Laser etched Artist Book for Taylor Knight-Turner
Accompanying zine for Taylor Knight-Turner’s exhibition “How Do You Know The Whitetail?,” Swords into Plowshares, Detroit, MI
How Do You Know the Whitetail? names the white-tailed deer not only as a subject but also as a site of projection, misrecognition, and instrumental knowledge. The title invites a question about how we come to know the deer: through scientific taxonomies, the scope of a rifle, roadside collisions, memes, fairytales, or field guides? Each framework reveals a different politics of relation, a way of making the deer visible, legible, and available to human systems of use. By foregrounding this question, the exhibition begins not with the deer as symbol or spectacle, but with the problem of knowledge itself: who gets to know, what counts as knowledge, and what forms of contact exist outside recognition altogether?
The work here resists the interpretive shortcuts often applied to art engaging with animal life. The nonhuman is not treated as a metaphor, symbol, or ecological signifier, but instead, its body—the deer’s—remains stubbornly present, bloody, heavy, and resistant to abstraction. This is a refusal to aestheticize the animal, to obscure the labor of touch, or to instrumentalize intimacy for emotional identification. In this refusal, the work opens up a more unsettling and urgent inquiry: what does it mean to engage with the nonhuman not as a resource, symbol, or companion—but as a body that exceeds comprehension?
The catalyst for much of this work comes from a 2021 performance in which a deer was gutted—not as a spectacle for the gallery or a rehearsed ritual of mastery, but as a durational, private act performed in the presence of a few witnesses. That the performance was never formally shown becomes significant in itself. The non-representation of the act resists systems of capture—be they anthropological, artistic, or institutional—that seek to consume the body of the animal and the labor of the artist alike. The exhibition presents not documentation or reenactment, but an ecology of aftermath: tools, images, gestures, and propositions that metabolize the unresolved tensions of the original act.
The labor of this work is not only in the act of gutting but in the ongoing engagement with its implications. Sculptures in the exhibition reproduce, at times disturbingly so, the tools of modern hunting culture—a “Butt-Out” tool, for example, which facilitates the removal of intestinal tissue during field dressing. These objects, designed to make killing more efficient, are reframed not as curiosities but as artifacts of a settler-colonial worldview where proximity to the animal is engineered, operationalized, and stripped of any reciprocal relation. The tools are neither romanticized nor condemned; they are placed within the broader epistemic frameworks that have made such forms of contact thinkable and permissible. This situates the work within posthumanist critiques of anthropocentrism, yet it resists their tendency toward abstraction or flattening of relationships.

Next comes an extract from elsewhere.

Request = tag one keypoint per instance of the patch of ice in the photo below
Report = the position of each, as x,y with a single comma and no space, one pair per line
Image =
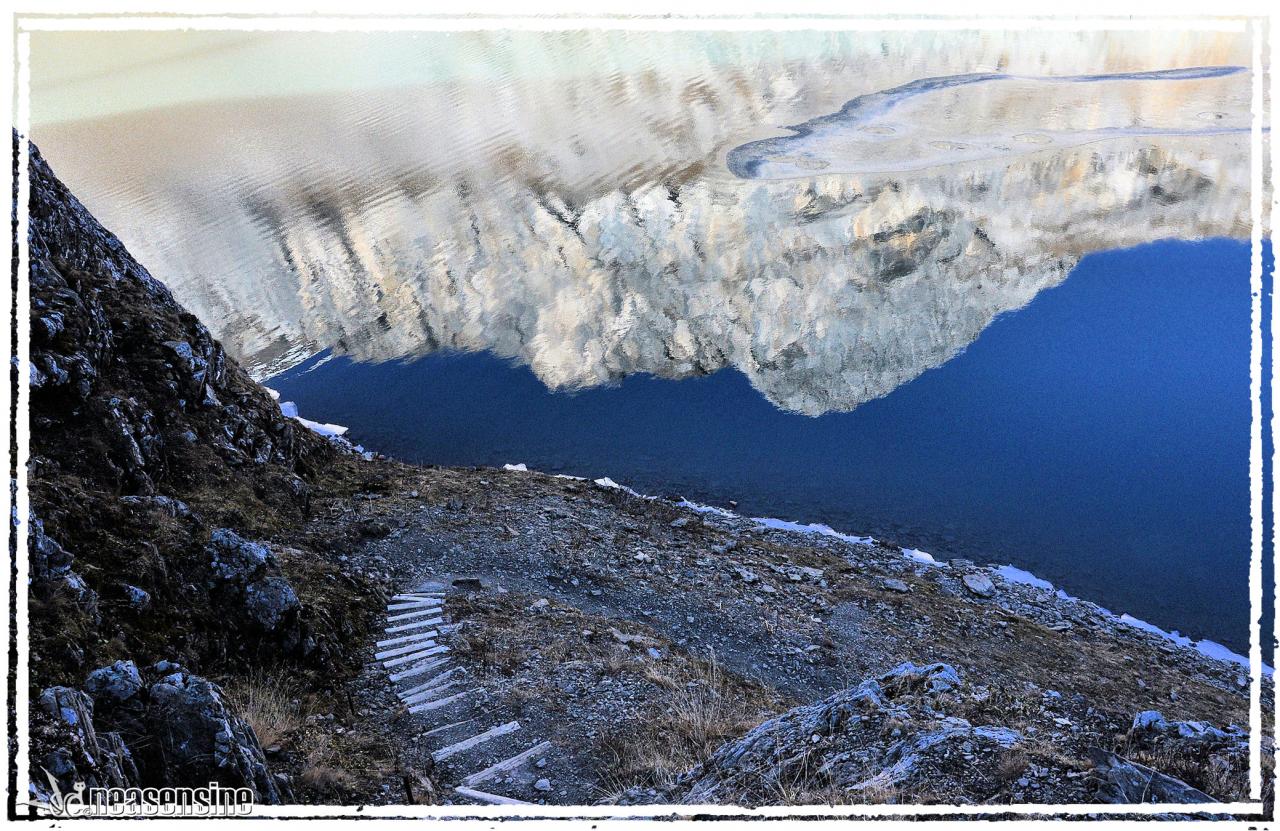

At its core, the work is materialist, engaging directly with the meat, skin, and labor of the animal. The paintings that emerge from performance stills are not nostalgic renditions but refusals of resolution, freezing moments of discomfort and invoking the specter of documentation while insisting on opacity. The viewer is not invited into a scene of catharsis or recognition, but instead held in a space of uncertainty—a condition that the work treats not as failure but as method. The work is not about the deer; it is with the deer. In this, it asks what it means to remain accountable to an encounter that does not seek mutual understanding.
The work is not ethically neutral. It is situated within the continuing structures of settler colonialism, which regulate land, animal life, and human-nonhuman relations. Indigenous epistemologies, particularly those articulated by thinkers like Robin Wall Kimmerer, are engaged not as sources of aesthetic inspiration but as ethical correctives to dominant modes of thought. However, the work also refuses the settler fantasy of assimilation into these worldviews. Instead, it foregrounds the impossibility of innocence and the violence of unexamined intimacy. The contradiction is held without the need to resolve it.
This exhibition is not simply about deer or animality writ large. It critiques the systems that make certain forms of life touchable, killable, knowable—and others sovereign, protected, or unseen. The violence under investigation is not spectacular; it is banal, infrastructural, and intimate.
What is offered here is a practice of contact that refuses transcendence. There is no redemptive gesture, no myth of kinship to fall back on. Instead, the work engages with the difficult truth that certain forms of care have always been entangled with domination—that to touch the nonhuman body in this context is to participate in a system that extracts, categorizes, and consumes. In foregrounding this discomfort, the work asks not how we might be more ethical, but how we might be more honest about the systems in which we are already implicated.